Puis nous sommes partis pour son coin giboyeux.

Il avait sans cesse les yeux rivés au sol, et il me montrait des traces que je distinguais à peine. Il m'expliqua à voix basse que ses compagnons et lui avaient creusé une grande fosse dans le sol, une grande fosse recouverte de branchages pour que les animaux de la forêt tombent dedans.

Il ne restait plus alors qu'à les massacrer.

Cette méthode m'a semblé assez primaire, mais je n'ai rien dis. Nous sommes enfin arrivés à la fosse. Elle était bien plus profonde et plus large que je ne l'avais imaginé. J'ai regardé au fond et j'ai vu une arme qui y avait été oubliée, sans doutes par un de ses amis. J'ai attendu qu'il descende la récupérer, puis j'ai mis mes mains devant ma bouche et j'ai imité le cri d'un animal comme il me l'avais appris.

Le cri d'une femelle.

Il s'est mis lui aussi à pousser des grands cris, mais c'étaient des cris de terreur.

Car il venait juste de s'apercevoir que j'avais enlevé l'échelle de lianes.

Nous n'avons pas attendu longtemps : Le mammouth est arrivé dans un fracas de branches et d'arbres abattus.

Je crains qu'il n'ait été furieux et déçu de ne pas trouver de femelle de son espèce.

Alors il a foncé vers moi en faisant trembler le sol et il a chuté tout droit dans la fosse.

J'ai pris les lances et les haches de pierre que nous avions emportées et j'ai tué l'énorme animal.

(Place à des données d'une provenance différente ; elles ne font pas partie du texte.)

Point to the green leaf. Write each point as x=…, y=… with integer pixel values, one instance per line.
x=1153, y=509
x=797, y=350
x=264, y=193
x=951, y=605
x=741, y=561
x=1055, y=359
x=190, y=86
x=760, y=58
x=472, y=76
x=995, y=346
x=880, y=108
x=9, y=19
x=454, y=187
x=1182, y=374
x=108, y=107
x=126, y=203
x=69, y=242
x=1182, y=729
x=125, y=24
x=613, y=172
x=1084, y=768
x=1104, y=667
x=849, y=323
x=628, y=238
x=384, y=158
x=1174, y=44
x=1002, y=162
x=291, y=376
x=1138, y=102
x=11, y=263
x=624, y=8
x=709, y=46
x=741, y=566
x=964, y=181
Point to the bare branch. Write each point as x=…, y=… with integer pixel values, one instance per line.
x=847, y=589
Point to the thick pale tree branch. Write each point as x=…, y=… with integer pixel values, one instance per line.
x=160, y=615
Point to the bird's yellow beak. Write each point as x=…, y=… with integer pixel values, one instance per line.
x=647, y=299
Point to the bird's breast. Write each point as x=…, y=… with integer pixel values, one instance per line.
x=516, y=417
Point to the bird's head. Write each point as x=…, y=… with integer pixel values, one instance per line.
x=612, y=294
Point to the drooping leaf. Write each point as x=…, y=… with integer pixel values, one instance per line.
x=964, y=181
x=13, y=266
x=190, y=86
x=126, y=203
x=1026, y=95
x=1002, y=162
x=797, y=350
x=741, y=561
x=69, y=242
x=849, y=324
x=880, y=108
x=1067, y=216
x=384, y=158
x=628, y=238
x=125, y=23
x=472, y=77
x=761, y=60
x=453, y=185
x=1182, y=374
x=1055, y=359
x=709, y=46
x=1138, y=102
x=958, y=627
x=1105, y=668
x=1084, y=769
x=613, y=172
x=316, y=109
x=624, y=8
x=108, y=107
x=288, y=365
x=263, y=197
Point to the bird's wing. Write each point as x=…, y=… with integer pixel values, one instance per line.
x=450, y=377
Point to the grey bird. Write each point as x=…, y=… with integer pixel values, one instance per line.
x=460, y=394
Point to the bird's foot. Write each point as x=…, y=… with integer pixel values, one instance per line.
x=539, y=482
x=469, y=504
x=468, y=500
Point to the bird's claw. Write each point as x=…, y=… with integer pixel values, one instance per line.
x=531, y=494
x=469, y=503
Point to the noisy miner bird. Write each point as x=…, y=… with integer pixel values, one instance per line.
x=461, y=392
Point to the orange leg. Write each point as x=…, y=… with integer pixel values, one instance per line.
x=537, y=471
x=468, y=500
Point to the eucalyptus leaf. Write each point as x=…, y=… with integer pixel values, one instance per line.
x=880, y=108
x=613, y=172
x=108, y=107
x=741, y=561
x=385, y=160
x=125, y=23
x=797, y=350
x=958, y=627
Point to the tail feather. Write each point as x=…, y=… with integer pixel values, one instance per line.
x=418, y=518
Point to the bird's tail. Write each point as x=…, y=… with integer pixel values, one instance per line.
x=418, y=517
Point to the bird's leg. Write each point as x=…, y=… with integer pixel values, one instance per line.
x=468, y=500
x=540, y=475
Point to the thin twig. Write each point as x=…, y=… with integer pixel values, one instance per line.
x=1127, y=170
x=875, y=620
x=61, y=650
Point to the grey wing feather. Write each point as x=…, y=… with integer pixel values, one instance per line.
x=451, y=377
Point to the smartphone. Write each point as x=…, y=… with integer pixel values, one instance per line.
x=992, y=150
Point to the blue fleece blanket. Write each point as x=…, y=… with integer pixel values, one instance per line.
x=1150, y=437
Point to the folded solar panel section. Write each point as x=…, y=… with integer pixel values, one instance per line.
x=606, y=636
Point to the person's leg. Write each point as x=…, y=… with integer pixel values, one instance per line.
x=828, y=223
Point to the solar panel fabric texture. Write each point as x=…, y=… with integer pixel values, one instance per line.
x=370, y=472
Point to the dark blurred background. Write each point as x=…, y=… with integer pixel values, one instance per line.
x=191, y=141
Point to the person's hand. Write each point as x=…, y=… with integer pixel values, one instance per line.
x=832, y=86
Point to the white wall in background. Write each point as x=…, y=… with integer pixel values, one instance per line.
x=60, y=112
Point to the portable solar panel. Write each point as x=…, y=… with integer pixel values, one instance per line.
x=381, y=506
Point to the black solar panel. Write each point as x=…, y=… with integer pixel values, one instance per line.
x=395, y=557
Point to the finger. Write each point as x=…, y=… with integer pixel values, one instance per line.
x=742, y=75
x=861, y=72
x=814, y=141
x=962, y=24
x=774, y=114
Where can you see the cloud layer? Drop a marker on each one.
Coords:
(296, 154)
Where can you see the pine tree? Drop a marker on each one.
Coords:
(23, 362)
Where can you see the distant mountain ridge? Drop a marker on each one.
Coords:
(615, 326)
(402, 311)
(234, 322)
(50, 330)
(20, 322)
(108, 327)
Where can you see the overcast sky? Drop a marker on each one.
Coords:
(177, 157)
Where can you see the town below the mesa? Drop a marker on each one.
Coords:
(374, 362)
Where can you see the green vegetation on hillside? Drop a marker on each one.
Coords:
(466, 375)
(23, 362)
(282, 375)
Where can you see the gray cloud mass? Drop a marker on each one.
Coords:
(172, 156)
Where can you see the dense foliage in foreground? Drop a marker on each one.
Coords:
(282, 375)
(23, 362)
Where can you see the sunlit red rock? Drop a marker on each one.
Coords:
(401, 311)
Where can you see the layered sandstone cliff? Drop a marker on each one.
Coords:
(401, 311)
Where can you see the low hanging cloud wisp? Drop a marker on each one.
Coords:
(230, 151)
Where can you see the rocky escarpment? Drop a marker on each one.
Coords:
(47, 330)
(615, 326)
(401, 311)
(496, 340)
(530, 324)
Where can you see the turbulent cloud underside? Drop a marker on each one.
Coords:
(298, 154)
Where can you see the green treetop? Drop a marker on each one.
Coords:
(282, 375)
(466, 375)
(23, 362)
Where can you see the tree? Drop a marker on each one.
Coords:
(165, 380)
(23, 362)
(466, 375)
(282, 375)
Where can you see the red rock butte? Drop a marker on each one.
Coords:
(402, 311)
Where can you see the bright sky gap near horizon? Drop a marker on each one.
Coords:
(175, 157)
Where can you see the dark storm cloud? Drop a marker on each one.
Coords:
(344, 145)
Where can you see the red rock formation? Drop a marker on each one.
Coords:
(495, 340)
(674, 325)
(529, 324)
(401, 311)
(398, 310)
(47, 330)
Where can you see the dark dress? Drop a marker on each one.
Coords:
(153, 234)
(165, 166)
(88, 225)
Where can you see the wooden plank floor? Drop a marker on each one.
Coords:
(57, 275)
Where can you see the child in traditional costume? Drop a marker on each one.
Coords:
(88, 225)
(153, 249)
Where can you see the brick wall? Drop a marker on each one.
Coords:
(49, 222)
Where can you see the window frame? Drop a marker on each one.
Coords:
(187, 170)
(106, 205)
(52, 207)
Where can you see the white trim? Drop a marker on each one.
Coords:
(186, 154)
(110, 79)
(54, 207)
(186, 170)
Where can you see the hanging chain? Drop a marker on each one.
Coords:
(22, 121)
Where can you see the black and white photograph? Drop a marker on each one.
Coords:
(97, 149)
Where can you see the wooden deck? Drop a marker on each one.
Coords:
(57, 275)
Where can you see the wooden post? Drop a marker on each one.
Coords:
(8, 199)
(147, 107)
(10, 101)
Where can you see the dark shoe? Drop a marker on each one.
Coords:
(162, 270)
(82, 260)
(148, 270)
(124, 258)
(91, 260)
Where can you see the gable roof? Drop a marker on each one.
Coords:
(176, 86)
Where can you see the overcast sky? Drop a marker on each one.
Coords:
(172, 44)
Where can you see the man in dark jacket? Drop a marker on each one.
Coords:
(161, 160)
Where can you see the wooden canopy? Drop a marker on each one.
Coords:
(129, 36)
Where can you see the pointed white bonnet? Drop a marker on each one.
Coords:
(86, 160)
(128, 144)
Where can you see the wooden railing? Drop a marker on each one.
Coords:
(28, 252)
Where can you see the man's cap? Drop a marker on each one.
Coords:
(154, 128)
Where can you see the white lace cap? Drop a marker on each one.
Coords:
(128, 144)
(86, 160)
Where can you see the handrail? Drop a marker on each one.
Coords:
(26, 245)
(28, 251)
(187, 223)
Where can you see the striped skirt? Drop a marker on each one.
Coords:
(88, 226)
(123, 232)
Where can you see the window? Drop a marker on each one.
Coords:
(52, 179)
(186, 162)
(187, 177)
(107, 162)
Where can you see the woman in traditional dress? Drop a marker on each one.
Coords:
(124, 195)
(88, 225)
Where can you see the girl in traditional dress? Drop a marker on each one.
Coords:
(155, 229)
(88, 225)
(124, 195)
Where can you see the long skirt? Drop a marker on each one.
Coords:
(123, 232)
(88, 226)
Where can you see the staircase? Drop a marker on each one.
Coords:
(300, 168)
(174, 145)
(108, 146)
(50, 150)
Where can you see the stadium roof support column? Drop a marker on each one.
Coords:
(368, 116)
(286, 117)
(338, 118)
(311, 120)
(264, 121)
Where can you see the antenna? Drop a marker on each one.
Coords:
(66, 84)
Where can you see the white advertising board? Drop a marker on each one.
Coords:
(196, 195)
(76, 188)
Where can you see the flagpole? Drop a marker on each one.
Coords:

Il est tombé du bon coté, ce qui m'a permis de sortir de la fosse ce qui restait du grand chasseur.

Puis je suis rentré dans ma grotte.

Quand je pense qu'avant cette belle journée, ma compagne et moi ne mangions que des fruits et des racines, et que j'en connais qui se nourrissent encore de charognes... Eh bien je prétends maintenant que la chasse est le seul moyen, de nos jours, de se procurer de la viande de très grande qualité.Je prétends également qu'elle est la seule activité humaine réellement excitante, comme le disait mon voisin néandertalien. Un dur, un vrai.

Ma compagne a dû le faire mijoter très, très longtemps.